Thursday 26 May 2016
 
A poorly targeted and disproportionate public transport fare enforcement system unfairly punishes many travellers in an attempt to snare a small number of recidivist evaders, according to an investigation by the Victorian Ombudsman Deborah Glass.
 
Tabling an Investigation into public transport fare evasion enforcement Ms Glass says the system must be redesigned to deter serial offenders while encouraging the use of discretion in cases where a financial penalty is not the most appropriate response.
 
‘Fare evasion costs the state tens of millions; the vast majority of public transport users who buy tickets do not want to subsidise the travel of those who don’t. Fair enough. The current approach has not got the balance right between financial imperative and fairness. It hits the vulnerable and innocently ignorant and fails to focus on recidivist fare evaders. Not only is it unfair, it is costly,’ said Ms Glass.
 
Research shows that 1.7 per cent of the Melbourne population are recidivist fare evaders, but they are responsible for 68 per cent of all fare evasion.
 
The investigation found the parallel systems of $75 on-the-spot penalty fares and infringements of around $223 are confusing and often unjust. Case studies in the report show that the pressure to make an immediate decision, and transfer $75 at the time, can result in unfair outcomes, especially for young and vulnerable people.
 
‘So your ticket is not valid – will you pay an on-the-spot penalty of $75 or give your details for an infringement notice of $223? If you cannot immediately pay the $75 by credit card or EFTPOS you have no choice. There is no review for the penalty fare, and although you can complain to Public Transport Victoria or the Public Transport Ombudsman, you are very unlikely to be told this,’ Ms Glass said.
 
Ms Glass says Authorised Officers must use greater discretion.
 
‘Without appropriate use of discretion, the drift net catches large numbers of unsuspecting tourists, students and numerous other ‘one-off’ evaders, many of whom are left baffled, distressed and almost invariably poorer.
 
‘Authorised Officers should take into account at the start of an encounter with a passenger, what the likely outcome will be at the end of it. If an infringement will eventually be withdrawn due to the ‘special circumstances’ of someone’s vulnerability – whether that be disability, homelessness or other factors – why waste bureaucratic time and money and cause personal distress?’ Ms Glass asked.
 
The investigation also highlights the reality that people who choose or find themselves in court for an infringement can often wait over a year for a hearing.
 
‘The court process for infringements – for those who have the stamina, resources or legal aid to get that far – is complex, distressing, lengthy and ultimately ineffective,’ Ms Glass said.
 
‘The maximum amount of revenue lost per offence in the metropolitan area is $7.80 – the price of an adult daily fare – but it costs a vast multiple of that to pursue offenders through a labyrinthine system, ultimately to court, with only a 20 per cent chance of any financial return at the end of the process.’
 
Recommendations in the report include ensuring the system can provide for a single penalty with options for review, and that these should be made clear during a passenger’s first interaction with an Authorised Officer.
 
‘The system should be designed to focus on recidivists, not honest folk who may have made a mistake or ‘lack ticketing competence’. This approach could present choices for immediate or delayed payment, and penalty escalation for recidivists,’ Ms Glass said.
 
‘We need a system that balances financial return with fairness, enforcement with equity.’
 
Report can be read here
 
Ms Glass is available for interview.
 
Chronology
  1. An Authorised Officer informs a passenger their ticket is invalid.
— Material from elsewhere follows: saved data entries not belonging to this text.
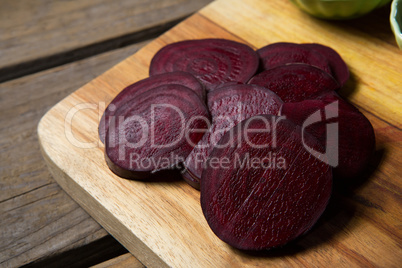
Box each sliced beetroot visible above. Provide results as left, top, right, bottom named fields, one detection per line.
left=149, top=39, right=259, bottom=91
left=182, top=84, right=283, bottom=189
left=257, top=42, right=331, bottom=75
left=105, top=84, right=210, bottom=180
left=99, top=71, right=205, bottom=143
left=248, top=63, right=340, bottom=102
left=303, top=43, right=349, bottom=86
left=280, top=91, right=375, bottom=179
left=201, top=115, right=332, bottom=250
left=212, top=81, right=244, bottom=91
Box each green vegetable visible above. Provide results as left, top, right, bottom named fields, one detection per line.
left=290, top=0, right=392, bottom=20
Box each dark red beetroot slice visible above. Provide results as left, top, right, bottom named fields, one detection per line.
left=201, top=115, right=332, bottom=250
left=212, top=81, right=244, bottom=91
left=105, top=84, right=210, bottom=180
left=248, top=63, right=340, bottom=102
left=257, top=42, right=331, bottom=75
left=99, top=71, right=205, bottom=143
left=149, top=39, right=259, bottom=91
left=280, top=91, right=375, bottom=179
left=182, top=84, right=283, bottom=189
left=303, top=43, right=349, bottom=86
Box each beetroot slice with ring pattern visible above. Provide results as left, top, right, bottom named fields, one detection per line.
left=182, top=84, right=283, bottom=189
left=257, top=42, right=332, bottom=75
left=99, top=71, right=206, bottom=143
left=105, top=84, right=210, bottom=180
left=248, top=63, right=340, bottom=103
left=303, top=43, right=349, bottom=86
left=280, top=91, right=375, bottom=179
left=149, top=39, right=259, bottom=91
left=201, top=114, right=332, bottom=250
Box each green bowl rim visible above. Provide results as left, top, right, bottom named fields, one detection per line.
left=390, top=0, right=402, bottom=48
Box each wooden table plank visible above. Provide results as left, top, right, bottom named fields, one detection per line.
left=23, top=236, right=130, bottom=268
left=0, top=41, right=149, bottom=268
left=0, top=0, right=213, bottom=72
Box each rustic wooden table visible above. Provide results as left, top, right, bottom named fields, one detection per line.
left=0, top=1, right=212, bottom=267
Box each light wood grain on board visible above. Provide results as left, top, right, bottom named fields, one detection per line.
left=38, top=0, right=402, bottom=267
left=0, top=42, right=148, bottom=267
left=0, top=0, right=212, bottom=69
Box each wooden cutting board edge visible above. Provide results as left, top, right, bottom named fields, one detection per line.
left=35, top=10, right=246, bottom=268
left=37, top=142, right=167, bottom=268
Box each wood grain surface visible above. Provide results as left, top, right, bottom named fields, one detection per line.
left=0, top=42, right=148, bottom=267
left=0, top=0, right=212, bottom=70
left=37, top=0, right=401, bottom=267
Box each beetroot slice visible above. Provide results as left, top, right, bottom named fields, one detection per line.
left=105, top=84, right=210, bottom=180
left=99, top=72, right=205, bottom=143
left=149, top=39, right=259, bottom=91
left=212, top=81, right=244, bottom=91
left=257, top=42, right=331, bottom=75
left=303, top=43, right=349, bottom=86
left=182, top=84, right=283, bottom=189
left=248, top=63, right=340, bottom=102
left=280, top=91, right=375, bottom=179
left=201, top=115, right=332, bottom=250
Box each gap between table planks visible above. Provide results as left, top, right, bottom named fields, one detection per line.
left=0, top=42, right=148, bottom=268
left=91, top=253, right=144, bottom=268
left=38, top=0, right=402, bottom=267
left=0, top=0, right=213, bottom=82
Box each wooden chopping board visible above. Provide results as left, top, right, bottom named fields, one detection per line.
left=38, top=0, right=402, bottom=267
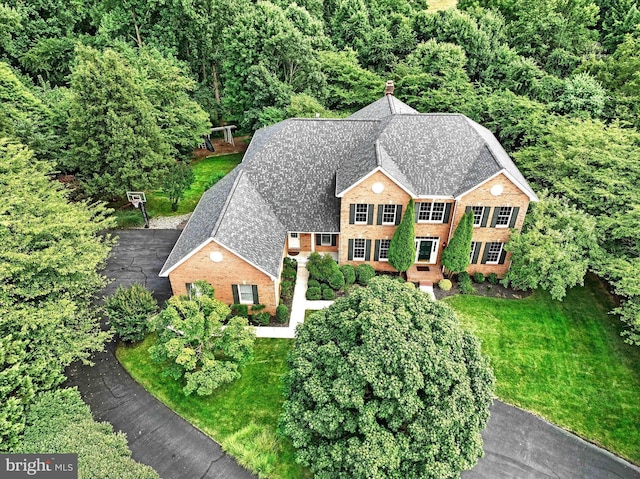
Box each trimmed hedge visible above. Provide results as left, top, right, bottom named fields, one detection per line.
left=355, top=264, right=375, bottom=285
left=322, top=288, right=336, bottom=300
left=340, top=264, right=356, bottom=285
left=329, top=272, right=345, bottom=291
left=488, top=273, right=499, bottom=285
left=473, top=272, right=485, bottom=283
left=306, top=287, right=321, bottom=300
left=307, top=279, right=320, bottom=289
left=276, top=304, right=289, bottom=324
left=438, top=279, right=452, bottom=291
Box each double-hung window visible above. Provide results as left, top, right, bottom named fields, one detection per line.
left=485, top=242, right=504, bottom=264
left=320, top=234, right=332, bottom=246
left=471, top=206, right=485, bottom=227
left=378, top=239, right=391, bottom=261
left=495, top=207, right=513, bottom=228
left=354, top=204, right=369, bottom=224
left=238, top=284, right=255, bottom=304
left=417, top=202, right=445, bottom=222
left=352, top=238, right=366, bottom=261
left=381, top=205, right=397, bottom=225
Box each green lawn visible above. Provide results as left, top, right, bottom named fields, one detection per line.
left=146, top=153, right=243, bottom=216
left=116, top=337, right=309, bottom=479
left=445, top=274, right=640, bottom=464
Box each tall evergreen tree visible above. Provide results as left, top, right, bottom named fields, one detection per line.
left=442, top=210, right=473, bottom=276
left=388, top=198, right=416, bottom=277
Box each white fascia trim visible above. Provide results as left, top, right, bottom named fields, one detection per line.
left=159, top=238, right=213, bottom=277
left=287, top=231, right=340, bottom=234
left=213, top=239, right=277, bottom=281
left=455, top=169, right=538, bottom=202
left=414, top=195, right=454, bottom=200
left=337, top=166, right=415, bottom=198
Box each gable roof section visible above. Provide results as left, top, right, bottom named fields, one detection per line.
left=240, top=118, right=378, bottom=232
left=160, top=166, right=242, bottom=276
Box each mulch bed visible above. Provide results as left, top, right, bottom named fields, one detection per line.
left=433, top=280, right=533, bottom=301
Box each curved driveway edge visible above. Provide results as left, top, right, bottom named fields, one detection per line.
left=67, top=229, right=640, bottom=479
left=65, top=230, right=256, bottom=479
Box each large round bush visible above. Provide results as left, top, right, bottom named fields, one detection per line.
left=280, top=276, right=494, bottom=479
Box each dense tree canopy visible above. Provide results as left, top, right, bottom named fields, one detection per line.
left=280, top=276, right=494, bottom=478
left=0, top=140, right=113, bottom=449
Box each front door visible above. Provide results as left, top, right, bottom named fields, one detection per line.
left=288, top=232, right=300, bottom=250
left=415, top=237, right=439, bottom=264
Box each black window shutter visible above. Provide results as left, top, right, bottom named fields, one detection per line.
left=367, top=204, right=374, bottom=225
left=498, top=246, right=507, bottom=265
left=365, top=239, right=372, bottom=260
left=348, top=239, right=354, bottom=260
left=232, top=285, right=239, bottom=304
left=414, top=203, right=420, bottom=222
left=316, top=234, right=321, bottom=245
left=331, top=234, right=337, bottom=246
left=374, top=240, right=380, bottom=260
left=252, top=285, right=259, bottom=304
left=377, top=205, right=383, bottom=225
left=395, top=205, right=403, bottom=225
left=481, top=244, right=490, bottom=264
left=465, top=206, right=472, bottom=214
left=472, top=242, right=482, bottom=264
left=490, top=208, right=500, bottom=227
left=481, top=207, right=490, bottom=227
left=349, top=204, right=355, bottom=224
left=509, top=207, right=520, bottom=228
left=443, top=203, right=452, bottom=223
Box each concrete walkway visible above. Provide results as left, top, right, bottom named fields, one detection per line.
left=255, top=253, right=334, bottom=339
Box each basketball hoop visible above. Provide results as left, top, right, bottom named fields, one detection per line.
left=126, top=191, right=149, bottom=228
left=126, top=191, right=146, bottom=209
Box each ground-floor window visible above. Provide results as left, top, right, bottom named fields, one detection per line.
left=353, top=238, right=366, bottom=261
left=484, top=242, right=504, bottom=264
left=321, top=234, right=332, bottom=246
left=233, top=284, right=258, bottom=304
left=378, top=239, right=391, bottom=260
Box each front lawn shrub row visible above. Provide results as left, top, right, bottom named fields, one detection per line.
left=277, top=257, right=297, bottom=325
left=276, top=304, right=288, bottom=324
left=306, top=287, right=322, bottom=300
left=230, top=303, right=249, bottom=318
left=488, top=272, right=499, bottom=285
left=340, top=264, right=356, bottom=285
left=458, top=272, right=475, bottom=295
left=473, top=272, right=485, bottom=283
left=280, top=281, right=294, bottom=301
  2. The passenger is given the opportunity to pay a $75 on-the-spot penalty fare or give their details and receive a $223 infringement notice.
  3. There is no review process for a penalty fare although passengers can complain to Public Transport Victoria or the Public Transport Ombudsman.
  4. With an infringement, passengers can request a review by the department.
  5. If the review is not successful, passengers can challenge the infringement in the Magistrates’ Court. If they do not pay, the department can prosecute in court.